Un trattamento che venga effettuato da soggetti non correttamente
nominati, infatti, non consentirebbe neanche di stilare una corretta
informativa e di rispondere alle richieste dell'interessato.

Ciò detto, la nomina a responsabile esterno è pratica comune e nota
anche presso il Garante. In pratica, il titolare nomina un soggetto
esterno responsabile vincolandolo contrattualmente non tanto al rispetto
della legge, ma al rispetto dei requisiti di sicurezza che sono
richiesti per la propria attività nello specifico e che devono essere
mantenuti costanti per tutti gli step del trattamento.
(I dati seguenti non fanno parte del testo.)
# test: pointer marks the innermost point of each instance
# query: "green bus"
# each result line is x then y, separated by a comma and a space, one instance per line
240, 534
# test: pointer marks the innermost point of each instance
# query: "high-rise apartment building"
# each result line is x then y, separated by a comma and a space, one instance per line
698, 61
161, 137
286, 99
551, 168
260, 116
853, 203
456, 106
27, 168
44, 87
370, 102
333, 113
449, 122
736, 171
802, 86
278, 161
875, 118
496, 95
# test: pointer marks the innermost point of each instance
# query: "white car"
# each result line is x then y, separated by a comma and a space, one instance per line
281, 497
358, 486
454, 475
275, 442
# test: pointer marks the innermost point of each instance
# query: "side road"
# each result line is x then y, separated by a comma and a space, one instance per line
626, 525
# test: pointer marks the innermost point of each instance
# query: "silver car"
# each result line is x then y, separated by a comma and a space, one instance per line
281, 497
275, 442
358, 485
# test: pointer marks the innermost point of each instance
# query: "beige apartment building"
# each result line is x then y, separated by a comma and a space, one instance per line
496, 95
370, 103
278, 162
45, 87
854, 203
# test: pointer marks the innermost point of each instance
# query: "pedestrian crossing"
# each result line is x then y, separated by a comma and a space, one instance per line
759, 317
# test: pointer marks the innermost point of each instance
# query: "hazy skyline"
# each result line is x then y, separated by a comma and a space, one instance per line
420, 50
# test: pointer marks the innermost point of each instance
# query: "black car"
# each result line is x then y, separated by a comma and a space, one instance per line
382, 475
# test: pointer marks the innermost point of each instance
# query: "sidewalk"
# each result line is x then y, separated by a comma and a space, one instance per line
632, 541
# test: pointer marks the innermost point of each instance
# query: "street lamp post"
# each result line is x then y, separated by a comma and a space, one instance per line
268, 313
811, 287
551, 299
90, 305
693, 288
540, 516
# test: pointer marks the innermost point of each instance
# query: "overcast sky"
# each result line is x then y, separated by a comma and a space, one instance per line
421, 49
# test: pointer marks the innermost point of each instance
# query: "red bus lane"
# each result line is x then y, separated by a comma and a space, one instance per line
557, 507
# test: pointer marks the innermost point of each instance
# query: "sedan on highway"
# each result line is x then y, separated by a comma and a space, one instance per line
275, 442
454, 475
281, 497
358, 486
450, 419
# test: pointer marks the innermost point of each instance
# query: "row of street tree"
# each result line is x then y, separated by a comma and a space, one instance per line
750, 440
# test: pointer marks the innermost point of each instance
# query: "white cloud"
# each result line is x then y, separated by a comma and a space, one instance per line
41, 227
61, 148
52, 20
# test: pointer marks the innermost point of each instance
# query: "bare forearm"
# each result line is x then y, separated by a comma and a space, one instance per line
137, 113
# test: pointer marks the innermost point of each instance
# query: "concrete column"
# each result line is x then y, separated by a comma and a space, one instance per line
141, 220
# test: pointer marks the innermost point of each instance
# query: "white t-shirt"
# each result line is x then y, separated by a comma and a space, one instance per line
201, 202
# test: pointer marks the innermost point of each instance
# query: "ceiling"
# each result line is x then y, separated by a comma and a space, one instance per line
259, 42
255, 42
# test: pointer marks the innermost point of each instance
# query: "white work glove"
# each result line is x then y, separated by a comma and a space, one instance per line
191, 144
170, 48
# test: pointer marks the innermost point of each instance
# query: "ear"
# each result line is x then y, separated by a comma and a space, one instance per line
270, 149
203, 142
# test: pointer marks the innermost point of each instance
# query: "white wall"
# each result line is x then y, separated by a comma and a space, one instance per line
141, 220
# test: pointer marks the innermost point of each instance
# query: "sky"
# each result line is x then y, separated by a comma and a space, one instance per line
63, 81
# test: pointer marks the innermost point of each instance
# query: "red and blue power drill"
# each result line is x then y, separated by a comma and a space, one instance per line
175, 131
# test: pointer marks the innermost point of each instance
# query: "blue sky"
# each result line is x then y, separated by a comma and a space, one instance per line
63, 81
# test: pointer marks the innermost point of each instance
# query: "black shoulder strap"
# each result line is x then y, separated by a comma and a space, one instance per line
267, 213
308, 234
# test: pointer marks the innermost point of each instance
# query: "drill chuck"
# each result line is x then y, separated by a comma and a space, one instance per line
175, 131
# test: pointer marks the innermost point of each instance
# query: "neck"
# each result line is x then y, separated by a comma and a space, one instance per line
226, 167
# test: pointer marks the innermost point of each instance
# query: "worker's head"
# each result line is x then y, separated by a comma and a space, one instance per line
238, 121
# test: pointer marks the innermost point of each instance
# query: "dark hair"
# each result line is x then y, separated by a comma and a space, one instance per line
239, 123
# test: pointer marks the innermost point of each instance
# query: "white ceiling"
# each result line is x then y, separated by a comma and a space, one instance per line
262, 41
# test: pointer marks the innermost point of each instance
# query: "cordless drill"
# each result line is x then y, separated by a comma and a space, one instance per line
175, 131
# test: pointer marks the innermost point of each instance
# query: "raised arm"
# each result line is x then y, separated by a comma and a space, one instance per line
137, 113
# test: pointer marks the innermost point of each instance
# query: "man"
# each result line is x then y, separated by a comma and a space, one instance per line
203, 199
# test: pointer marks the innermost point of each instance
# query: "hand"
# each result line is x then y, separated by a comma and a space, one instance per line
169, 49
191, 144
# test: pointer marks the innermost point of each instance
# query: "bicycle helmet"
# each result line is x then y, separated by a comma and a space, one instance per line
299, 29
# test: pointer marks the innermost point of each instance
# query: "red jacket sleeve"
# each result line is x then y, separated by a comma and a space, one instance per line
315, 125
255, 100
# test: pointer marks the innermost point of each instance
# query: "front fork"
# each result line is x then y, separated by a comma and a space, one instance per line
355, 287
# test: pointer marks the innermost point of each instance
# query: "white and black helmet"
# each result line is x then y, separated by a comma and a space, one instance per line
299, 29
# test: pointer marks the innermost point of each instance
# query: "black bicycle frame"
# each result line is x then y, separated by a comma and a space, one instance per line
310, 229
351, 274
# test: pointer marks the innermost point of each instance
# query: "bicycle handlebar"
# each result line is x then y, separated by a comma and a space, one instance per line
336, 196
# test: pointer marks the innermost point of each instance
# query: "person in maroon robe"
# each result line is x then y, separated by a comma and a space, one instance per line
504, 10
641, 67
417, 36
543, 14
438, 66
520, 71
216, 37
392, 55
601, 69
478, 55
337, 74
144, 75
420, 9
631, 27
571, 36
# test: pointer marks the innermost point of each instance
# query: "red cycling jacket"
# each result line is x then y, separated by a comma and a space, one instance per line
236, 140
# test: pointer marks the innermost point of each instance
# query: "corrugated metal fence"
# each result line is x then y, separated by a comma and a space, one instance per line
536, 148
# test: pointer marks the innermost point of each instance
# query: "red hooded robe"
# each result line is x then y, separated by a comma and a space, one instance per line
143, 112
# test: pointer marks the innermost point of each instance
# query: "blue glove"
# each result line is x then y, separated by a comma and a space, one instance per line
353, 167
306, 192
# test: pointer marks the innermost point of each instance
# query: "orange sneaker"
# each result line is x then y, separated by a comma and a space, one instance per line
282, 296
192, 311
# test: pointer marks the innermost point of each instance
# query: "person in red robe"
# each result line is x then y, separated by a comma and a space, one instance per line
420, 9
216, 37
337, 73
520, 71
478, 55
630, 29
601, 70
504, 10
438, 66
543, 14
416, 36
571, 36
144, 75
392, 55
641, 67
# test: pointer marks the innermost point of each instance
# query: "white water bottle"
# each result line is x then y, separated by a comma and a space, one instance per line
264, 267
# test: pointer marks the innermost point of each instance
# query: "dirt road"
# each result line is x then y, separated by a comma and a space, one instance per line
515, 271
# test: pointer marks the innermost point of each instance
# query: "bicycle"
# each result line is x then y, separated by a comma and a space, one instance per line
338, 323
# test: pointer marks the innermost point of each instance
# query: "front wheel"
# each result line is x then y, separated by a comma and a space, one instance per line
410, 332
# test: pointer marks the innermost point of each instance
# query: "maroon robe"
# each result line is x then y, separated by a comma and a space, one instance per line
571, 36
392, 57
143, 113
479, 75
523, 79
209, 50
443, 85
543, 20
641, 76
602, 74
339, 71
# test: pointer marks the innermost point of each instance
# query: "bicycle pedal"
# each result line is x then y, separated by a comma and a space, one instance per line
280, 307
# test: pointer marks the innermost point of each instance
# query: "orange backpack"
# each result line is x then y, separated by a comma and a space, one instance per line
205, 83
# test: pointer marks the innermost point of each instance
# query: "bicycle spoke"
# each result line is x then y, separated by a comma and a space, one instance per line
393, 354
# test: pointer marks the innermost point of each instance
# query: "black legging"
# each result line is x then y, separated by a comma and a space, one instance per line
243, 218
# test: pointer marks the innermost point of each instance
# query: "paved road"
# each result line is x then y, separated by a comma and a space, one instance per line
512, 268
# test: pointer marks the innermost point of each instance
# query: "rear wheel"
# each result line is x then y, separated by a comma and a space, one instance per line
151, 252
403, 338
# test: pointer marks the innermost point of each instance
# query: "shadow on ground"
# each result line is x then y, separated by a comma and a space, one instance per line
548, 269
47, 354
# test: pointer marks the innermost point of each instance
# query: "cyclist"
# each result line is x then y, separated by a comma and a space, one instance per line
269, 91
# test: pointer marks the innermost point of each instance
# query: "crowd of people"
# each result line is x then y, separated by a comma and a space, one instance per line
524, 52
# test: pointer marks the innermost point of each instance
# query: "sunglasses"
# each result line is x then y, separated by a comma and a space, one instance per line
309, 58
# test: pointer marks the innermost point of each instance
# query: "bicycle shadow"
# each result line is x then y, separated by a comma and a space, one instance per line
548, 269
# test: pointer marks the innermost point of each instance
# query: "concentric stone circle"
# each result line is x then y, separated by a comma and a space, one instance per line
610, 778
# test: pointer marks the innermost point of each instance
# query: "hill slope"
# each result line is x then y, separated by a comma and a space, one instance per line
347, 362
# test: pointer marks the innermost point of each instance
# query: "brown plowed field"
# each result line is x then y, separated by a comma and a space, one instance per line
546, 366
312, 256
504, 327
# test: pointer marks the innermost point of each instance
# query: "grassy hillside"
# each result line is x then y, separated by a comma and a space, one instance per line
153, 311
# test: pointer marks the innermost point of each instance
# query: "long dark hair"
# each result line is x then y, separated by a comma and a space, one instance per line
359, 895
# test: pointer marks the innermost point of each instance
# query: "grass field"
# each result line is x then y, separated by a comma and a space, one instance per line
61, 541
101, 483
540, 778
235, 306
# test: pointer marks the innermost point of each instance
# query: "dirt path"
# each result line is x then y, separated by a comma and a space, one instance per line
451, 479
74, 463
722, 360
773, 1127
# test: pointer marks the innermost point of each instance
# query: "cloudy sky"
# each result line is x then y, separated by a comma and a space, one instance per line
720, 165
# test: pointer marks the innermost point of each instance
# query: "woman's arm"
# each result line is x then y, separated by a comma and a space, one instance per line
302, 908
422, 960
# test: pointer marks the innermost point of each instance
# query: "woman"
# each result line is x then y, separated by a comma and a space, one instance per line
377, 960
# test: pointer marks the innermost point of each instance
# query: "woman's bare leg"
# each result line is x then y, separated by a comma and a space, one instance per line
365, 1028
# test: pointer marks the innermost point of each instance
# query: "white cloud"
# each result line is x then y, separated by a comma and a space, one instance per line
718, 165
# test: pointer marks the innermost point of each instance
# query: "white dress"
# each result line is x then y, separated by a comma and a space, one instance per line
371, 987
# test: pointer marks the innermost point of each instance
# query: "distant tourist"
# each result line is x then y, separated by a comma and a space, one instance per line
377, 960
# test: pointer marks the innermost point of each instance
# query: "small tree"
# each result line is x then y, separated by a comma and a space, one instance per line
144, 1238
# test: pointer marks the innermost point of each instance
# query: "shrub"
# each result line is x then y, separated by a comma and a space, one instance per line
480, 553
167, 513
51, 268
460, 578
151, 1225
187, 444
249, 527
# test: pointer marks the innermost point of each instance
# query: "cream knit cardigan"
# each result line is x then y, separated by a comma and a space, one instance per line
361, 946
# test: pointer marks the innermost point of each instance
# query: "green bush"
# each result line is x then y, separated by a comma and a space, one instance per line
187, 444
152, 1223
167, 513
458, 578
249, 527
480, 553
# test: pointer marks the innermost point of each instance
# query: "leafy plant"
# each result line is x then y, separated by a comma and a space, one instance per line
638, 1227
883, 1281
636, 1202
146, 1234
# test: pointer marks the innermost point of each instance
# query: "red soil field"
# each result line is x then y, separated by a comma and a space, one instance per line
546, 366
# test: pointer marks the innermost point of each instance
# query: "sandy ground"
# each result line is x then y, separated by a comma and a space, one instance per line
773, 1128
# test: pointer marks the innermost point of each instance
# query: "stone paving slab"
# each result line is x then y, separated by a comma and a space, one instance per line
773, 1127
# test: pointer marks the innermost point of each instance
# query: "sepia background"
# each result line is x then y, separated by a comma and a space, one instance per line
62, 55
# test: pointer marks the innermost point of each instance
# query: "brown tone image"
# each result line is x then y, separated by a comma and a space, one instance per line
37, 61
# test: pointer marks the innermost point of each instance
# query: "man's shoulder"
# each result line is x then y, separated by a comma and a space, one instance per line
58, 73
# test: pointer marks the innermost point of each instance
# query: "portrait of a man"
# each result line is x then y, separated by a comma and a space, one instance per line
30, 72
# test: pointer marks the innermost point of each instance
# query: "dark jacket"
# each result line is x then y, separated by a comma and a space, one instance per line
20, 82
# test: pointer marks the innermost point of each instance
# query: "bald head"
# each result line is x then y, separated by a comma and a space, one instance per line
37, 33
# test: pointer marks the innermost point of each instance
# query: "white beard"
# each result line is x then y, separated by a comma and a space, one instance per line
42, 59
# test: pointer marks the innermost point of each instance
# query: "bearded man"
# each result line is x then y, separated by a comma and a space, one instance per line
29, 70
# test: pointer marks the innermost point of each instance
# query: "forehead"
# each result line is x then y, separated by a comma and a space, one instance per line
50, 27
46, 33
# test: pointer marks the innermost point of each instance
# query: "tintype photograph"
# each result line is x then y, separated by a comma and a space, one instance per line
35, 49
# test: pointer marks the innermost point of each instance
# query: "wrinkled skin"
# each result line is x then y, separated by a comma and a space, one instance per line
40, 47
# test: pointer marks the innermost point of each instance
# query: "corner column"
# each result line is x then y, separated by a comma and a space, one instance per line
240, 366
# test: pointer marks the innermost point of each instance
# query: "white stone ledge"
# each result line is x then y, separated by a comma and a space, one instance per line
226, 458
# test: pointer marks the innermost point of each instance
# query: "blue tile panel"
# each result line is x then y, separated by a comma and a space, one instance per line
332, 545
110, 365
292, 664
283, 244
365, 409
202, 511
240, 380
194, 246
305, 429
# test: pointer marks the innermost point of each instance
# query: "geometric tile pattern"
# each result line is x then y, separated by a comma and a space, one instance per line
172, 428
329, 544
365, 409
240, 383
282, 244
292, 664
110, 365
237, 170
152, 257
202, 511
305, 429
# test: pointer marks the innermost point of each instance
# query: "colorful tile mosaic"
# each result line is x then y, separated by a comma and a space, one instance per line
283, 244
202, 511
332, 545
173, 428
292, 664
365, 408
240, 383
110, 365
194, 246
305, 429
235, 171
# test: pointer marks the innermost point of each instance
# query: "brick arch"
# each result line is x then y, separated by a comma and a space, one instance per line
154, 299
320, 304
Diverse aziende
che erogano servizi informatici, infatti, adottano standard diversi di
sicurezza a seconda del cliente (con il caveat di Claudio che più sei
piccolo più ti prendi quello che passa il convento senza discutere, più
sei grande e più puoi chiedere quello che ti pare).

La figura del responsabile ha quel margine di autonomia tale per cui può
intervenire sulla propria struttura, nell'ambito della "cornice"
disegnata dal titolare, può nominare i propri dipendenti incaricati, e
può anche assolvere all'obbligo di rispondere al titolare. Ad esempio,
nelle nomine a responsabile esterno può essere richiesta la
presentazione di report a scadenza periodica e l'obbligo di avvisare in
caso di possibili violazioni di sicurezza presso la propria struttura,
attuando così una forma di controllo da parte del titolare che sarebbe
analoga a quella esercitata nei confronti del proprio amministratore di
sistema ad es.

Spero di essermi spiegato. Ricordate sempre la natura di "isotopo" che
il legislatore ha voluto dare al dato personale. Bisogna "marcare" ogni
passaggio e ogni soggetto che vi venga a contatto al fine di rendere
possibile l'esercizio dei diritti riconosciuti dal Codice.

Saluti dagli USA!

P.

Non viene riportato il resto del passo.